Deputy of the Saeima
- In office 5 November 2002 – 2 November 2010

Personal details
- Born: 19 September 1943 Daugavpils, Generalbezirk Lettland, Reichskommissariat Ostland (Latvia)
- Died: July 1, 2020 (aged 76)
- Resting place: Daugavpils Catholic cemetery
- Party: Harmony Centre
- Alma mater: Riga Polytechnic Institute

= Aleksejs Vidavskis =

Latvian politician (1943–2020)

 Aleksejs Vidavskis (19 September 1943 – 1 July 2020) was a Latvian politician who served as a member of the Supreme Council of Latvia, as a mayor of Daugavpils, and as a deputy in the 8th and 9th Saeima (Latvian Parliament).

==Biography==
===Early life===
Vidavskis was born in Daugavpils, Latvia on September 19, 1943, when the city was under Nazi control as a part of the Reichskommissariat Ostland. He graduated from the Riga Polytechnic Institute in 1979 while working various positions at the Daugavpils Chemical Fiber Factory from 1966 to 1987.

===Political activity===
He served as a member of the Supreme Council of Latvia from its establishment in 1990 until he and 14 other members who had voted against the Declaration of Independence were removed for "acting contrary to the Constitution."

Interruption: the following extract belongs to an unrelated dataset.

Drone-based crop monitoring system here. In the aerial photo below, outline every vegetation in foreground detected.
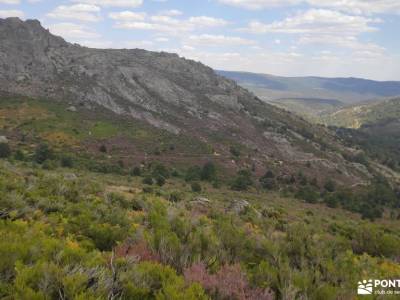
[0,95,400,299]
[0,154,400,299]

Vidavskis was elected mayor of Daugavpils from the Harmony Centre party despite not being a member of the party at the time. He served as mayor from 1994 to 2001. He also served two terms as a deputy of the Saeima. He began his term in the 8th Saeima on November 5, 2002, and began his term in the 9th Saeima on 7 November 2006.

He supported Latvia joining the European Union in interviews.

===Retirement and death===
Vidavskis retired from politics after his second term in the Saeima ended on November 2, 2010. He is reported to have moved to Višķi for a quiet retirement. He died on July 1, 2020, at the age of 76, and his memorial service was held at Ss. Boris and Gleb Cathedral in Daugavpils on July 3.